Asisten III Setda Rembang bidang kepegawaian, Abdullah Zawawi menuturkan pihaknya mewacanakan penerimaan CPNS pada tahun 2015 mendatang. Yang utama disiapkan adalah anggaran penggajian, sesuai jumlah formasi. Kalau nantinya digelar oleh daerah, maka butuh dana seleksi. Tapi ia memprediksi kemungkinan langsung ditangani pemerintah pusat. Untuk sementara, Pemkab Rembang memberdayakan tenaga PNS yang ada, sampai nantinya bisa menutup lubang lubang kekurangan personel dengan seleksi baru.
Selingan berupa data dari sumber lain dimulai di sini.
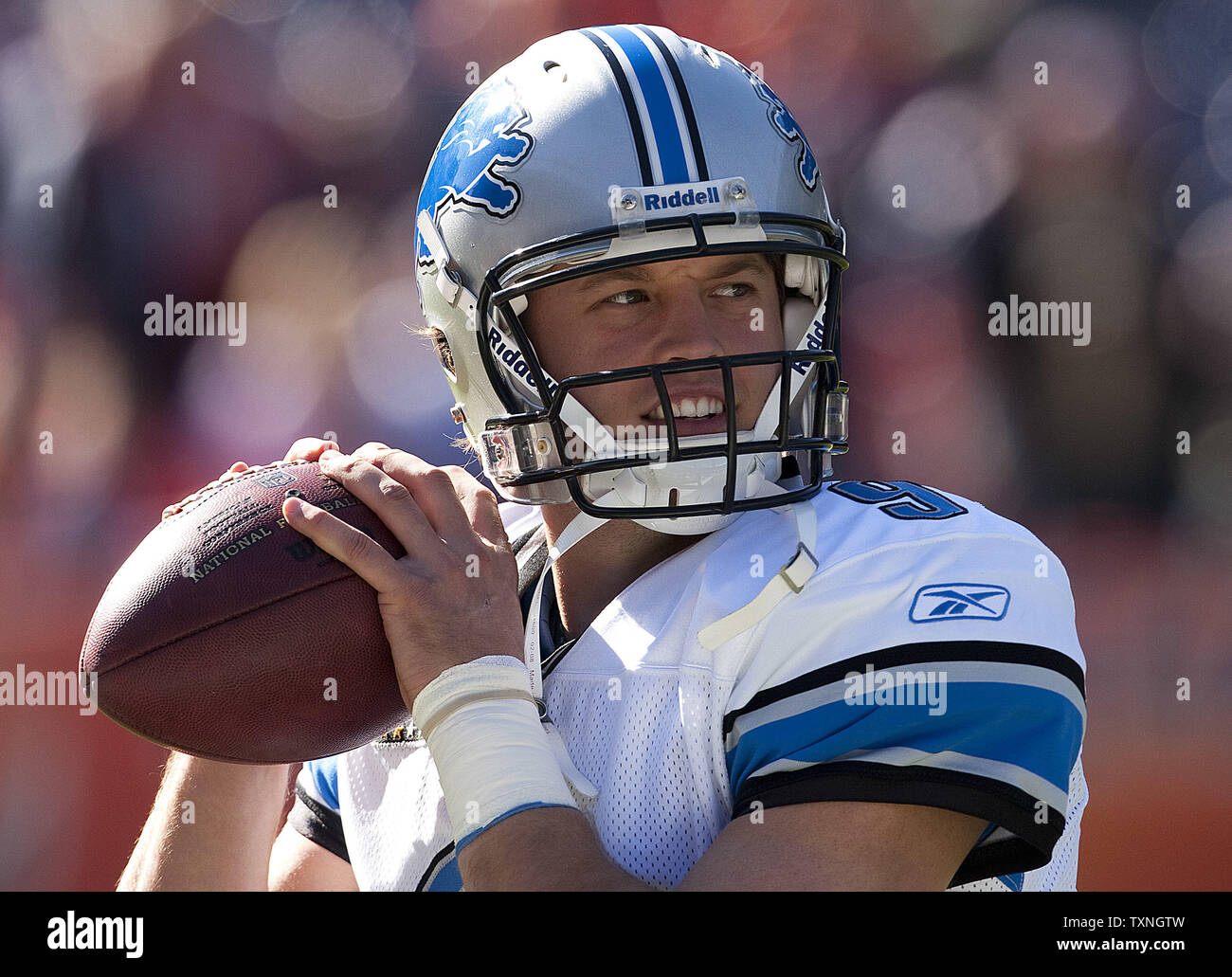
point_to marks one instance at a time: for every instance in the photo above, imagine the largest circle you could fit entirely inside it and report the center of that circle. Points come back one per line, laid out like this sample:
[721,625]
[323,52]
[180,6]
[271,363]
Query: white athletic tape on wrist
[489,747]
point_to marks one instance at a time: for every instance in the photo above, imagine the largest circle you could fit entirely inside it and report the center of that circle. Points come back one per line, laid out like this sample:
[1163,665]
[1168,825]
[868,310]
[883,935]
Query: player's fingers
[309,448]
[434,495]
[480,504]
[346,544]
[393,501]
[371,450]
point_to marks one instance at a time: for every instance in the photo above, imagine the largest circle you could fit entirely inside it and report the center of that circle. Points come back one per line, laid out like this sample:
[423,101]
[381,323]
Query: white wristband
[491,751]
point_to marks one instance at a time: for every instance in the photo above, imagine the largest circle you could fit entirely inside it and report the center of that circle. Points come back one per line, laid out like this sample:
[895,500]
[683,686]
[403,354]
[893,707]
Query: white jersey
[931,660]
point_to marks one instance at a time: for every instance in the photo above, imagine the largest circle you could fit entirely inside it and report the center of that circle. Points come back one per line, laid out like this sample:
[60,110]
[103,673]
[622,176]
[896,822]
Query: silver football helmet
[598,149]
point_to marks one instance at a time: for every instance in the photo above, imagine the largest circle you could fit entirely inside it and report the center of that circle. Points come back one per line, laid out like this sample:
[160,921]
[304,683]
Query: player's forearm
[212,827]
[546,848]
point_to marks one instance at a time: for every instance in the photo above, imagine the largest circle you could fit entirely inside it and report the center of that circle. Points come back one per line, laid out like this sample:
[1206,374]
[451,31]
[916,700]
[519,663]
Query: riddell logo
[816,341]
[513,357]
[691,197]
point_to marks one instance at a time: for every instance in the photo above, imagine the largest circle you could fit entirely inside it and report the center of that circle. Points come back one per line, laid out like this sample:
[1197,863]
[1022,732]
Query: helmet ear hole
[442,348]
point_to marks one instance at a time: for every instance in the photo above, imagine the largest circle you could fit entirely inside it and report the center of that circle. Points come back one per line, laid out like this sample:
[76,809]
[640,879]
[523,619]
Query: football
[230,636]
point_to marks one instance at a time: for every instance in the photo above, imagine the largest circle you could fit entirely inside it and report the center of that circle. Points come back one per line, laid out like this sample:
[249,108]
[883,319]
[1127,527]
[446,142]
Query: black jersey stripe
[915,655]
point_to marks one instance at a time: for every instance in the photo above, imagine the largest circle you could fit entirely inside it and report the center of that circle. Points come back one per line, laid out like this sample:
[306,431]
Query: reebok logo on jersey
[951,602]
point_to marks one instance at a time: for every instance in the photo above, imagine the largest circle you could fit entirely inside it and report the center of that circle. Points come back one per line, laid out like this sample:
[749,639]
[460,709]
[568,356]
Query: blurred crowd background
[1110,184]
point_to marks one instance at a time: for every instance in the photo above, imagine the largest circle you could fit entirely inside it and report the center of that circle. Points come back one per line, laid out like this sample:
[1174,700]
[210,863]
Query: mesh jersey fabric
[673,734]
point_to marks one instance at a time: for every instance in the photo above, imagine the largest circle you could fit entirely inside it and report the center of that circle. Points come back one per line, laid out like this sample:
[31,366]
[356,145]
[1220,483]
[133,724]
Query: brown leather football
[230,636]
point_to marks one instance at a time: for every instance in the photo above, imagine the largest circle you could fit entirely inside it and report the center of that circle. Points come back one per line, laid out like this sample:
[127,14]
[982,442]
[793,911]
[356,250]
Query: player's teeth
[701,407]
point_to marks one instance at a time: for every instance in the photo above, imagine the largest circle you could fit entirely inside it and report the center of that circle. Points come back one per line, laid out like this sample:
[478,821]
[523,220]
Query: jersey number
[900,499]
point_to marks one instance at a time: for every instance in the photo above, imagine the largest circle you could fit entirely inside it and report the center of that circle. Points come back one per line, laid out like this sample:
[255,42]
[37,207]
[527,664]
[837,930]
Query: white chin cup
[694,480]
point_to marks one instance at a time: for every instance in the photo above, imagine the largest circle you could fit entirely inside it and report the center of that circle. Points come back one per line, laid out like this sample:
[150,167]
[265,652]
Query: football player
[680,653]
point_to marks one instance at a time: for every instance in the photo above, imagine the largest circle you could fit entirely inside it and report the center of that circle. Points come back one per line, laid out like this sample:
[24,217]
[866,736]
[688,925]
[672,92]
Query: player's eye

Menurut Zawawi, hanya rumah sakit dr R Sutrasno Rembang yang tahun ini akan melangsungkan penerimaan pegawai. Status rumah sakit sudah Badan Layanan Umum Daerah (BLUD), sehingga melalui Peraturan Bupati diperbolehkan melakukan seleksi. Meski tidak menyandang predikat pegawai negeri, namun pegawai yang diterima diperlakukan seperti layaknya pegawai negeri, semisal ada jenjang kepangkatan, bahkan berhak mendapatkan uang pensiun.

Humas Rumah Sakit dr R Sutrasno Rembang, Giri Saputro ketika dikonfirmasi, hari Jumat (20 Juni 2014) membenarkan seiring dengan cakupan pelayanan rumah sakit semakin luas, muncul masalah kekurangan jumlah personel tenaga medis. Pihaknya saat ini masih menghitung berapa kebutuhan, sekaligus mempersiapkan pelaksanaan seleksi. Paling banyak dicari adalah tenaga perawat. Kalau tahapan lancar, tahun ini perekrutan akan dimulai.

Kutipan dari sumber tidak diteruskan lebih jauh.